May 14, 2009 A Protocol for Urantia Book Programming - Troy R. Bishop Page 1

May 14, 2009

A Protocol for Urantia Book Programming

by

Troy R. Bishop

1. Introduction

1.1. Background

1.1.1. Scope

1.1.2. Timeline

1.1.3. Development

1.2. Capabilities

1.2.1. Multiforming

1.2.2. Analysis

1.2.3. Data Management

2. Basics

2.1. Protocol

2.1.1. Pre-Urantia Book Explorer Data Processing

2.1.2. Urantia Book Explorer Development

2.1.3. Adding Multilinguality

2.1.4. Adding Language Neutrality

2.1.5. Adding File Management

2.1.6. Adding File Handling

2.1.7. Mapping The Urantia Book

2.1.8. Standardizing Line Counts

2.1.9. Expanding File Management

2.2. Tools

2.2.1. Metric Files

2.2.2. Metrics Design

2.2.3. Coded Metrics Design

2.2.4. Advanced Metrics Design

3. Functions

3.1. Concepts

3.1.1. Text Access Method

3.1.2. Metric Access Method

3.1.3. Iterative Precalculation and Metric Expansion

3.2. Techniques

3.2.1. DOM Text Manipulation and Retrieval

3.2.2. DOM Text Location and Placement

3.2.3. Innovation for Efficiency

3.2.4. Metric Expansion and Precalculation

4. Programs

4.1. Overview

4.1.1. Programmers

4.1.2. Toolkit

4.1.3. Action

5. System

5.1. Implementation

5.1.1. Current

5.1.2. Future

5.1.3. Conclusion

6. Reference

6.1. Exemplar Files

6.1.1. English -Paper 1 (Lines 1-4)

6.1.2. Russian - Paper 1 (Lines 1-4)

6.1.3.Korean - Paper 1 (Lines 1-4)

6.1.4.Arabic - Paper 1 (Lines 1-4)

6.2. Metric Files

6.2.1.Abs Paragraph Map

6.2.2. Ufn Paragraph Map

6.2.3. Ufn Paragraph Map

1. Introduction

1.1. Background

1.1.1. Scope

This information is written as a reference for IT professionals. It describes an information technology developed and used for processing Urantia Book data.

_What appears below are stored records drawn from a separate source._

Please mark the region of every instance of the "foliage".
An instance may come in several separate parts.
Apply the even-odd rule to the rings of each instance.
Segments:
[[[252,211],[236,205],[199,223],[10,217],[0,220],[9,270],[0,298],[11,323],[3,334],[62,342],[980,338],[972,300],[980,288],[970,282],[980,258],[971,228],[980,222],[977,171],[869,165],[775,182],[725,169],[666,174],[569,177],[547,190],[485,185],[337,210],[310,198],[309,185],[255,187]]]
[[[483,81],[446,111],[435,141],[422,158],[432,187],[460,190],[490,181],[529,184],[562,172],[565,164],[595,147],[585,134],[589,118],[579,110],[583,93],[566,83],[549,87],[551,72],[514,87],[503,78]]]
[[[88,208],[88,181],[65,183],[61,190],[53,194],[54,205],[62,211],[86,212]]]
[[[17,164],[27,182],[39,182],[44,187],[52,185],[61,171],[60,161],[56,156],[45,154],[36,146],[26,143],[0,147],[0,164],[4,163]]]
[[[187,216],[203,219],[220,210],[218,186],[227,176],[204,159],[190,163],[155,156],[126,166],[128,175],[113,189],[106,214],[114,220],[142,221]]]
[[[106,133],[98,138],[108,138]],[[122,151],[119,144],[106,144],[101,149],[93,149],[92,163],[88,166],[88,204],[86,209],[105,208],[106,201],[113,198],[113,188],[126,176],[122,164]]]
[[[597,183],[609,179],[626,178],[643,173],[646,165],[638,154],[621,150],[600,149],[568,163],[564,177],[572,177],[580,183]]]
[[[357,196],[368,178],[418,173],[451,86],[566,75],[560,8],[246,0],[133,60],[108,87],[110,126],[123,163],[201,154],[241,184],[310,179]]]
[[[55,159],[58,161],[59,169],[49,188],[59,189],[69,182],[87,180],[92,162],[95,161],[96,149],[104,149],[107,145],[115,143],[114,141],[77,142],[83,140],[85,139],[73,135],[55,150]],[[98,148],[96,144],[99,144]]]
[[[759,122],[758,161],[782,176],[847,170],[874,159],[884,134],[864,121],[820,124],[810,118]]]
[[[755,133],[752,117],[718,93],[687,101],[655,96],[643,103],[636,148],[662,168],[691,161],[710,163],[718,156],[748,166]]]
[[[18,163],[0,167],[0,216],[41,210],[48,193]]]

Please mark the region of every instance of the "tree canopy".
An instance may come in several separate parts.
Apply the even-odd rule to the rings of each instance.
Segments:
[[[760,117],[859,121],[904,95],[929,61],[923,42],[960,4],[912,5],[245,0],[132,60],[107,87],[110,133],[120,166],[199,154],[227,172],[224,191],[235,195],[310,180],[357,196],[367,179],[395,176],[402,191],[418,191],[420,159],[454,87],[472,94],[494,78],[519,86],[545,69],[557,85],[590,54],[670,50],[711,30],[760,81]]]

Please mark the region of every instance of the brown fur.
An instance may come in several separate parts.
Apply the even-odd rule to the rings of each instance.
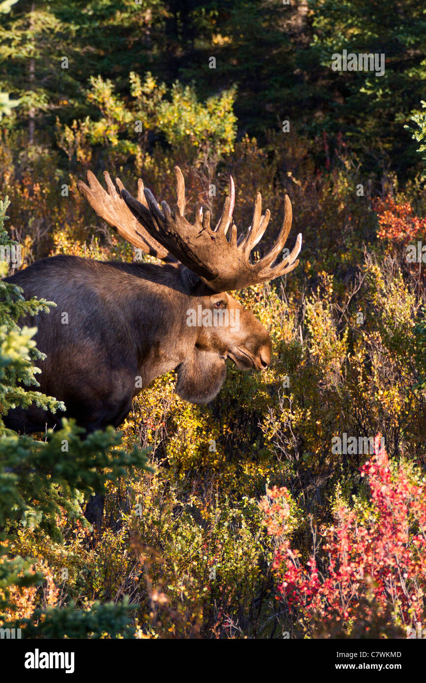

The development of this technology, including the projects listed below, was not done by a Urantia Book-related organization, but rather by individual initiative, with no official endorsement.

1.1.2. Timeline

On January 1, 2006, The English text of The Urantia Book entered the public domain.

At that time, a project was begun to develop and publish online the first Urantia Book browser.

In May, 2007, the project was completed and the browser, Urantia Book Explorer, was published on the Web at the Ascender Publishing

Website,http:

In June, 2007, a project was begun to develop and publish online the first multi-language Urantia Book browser.

In November, 2007, the project was completed and the browser, The Multilingual Urantia Book, was published on the Urantia Book Fellowship Website,

This browser originally contained five languages, which have now been expanded to ten.

In December, 2007, a project was begun to create an offline translation aid for The Urantia Book.

In January, 2009, the project was completed. The translation aid, Urantia Book Translator, has not yet been launched.

Also in January, 2009, a project was begun and completed to create a Urantia Book data management system, consisting of a comprehensive file protocol, extensive data, and a file processing program named Urantia Book Codifier. This system, the Urantia Book Data System (UBDS), was put into operation upon completion.

Tutorials and documentation for these software resources have been created, and more will be created as required.

1.1.3. Development

The Urantia Book Explorer project, in addition to developing the code for the browser, involved writing and employing several PHP matching and analysis programs to extract information -- for example, individual paragraph designation numbers -- from Urantia Book files. These utilities, though complex, were single-use-only, or throwaway, programs.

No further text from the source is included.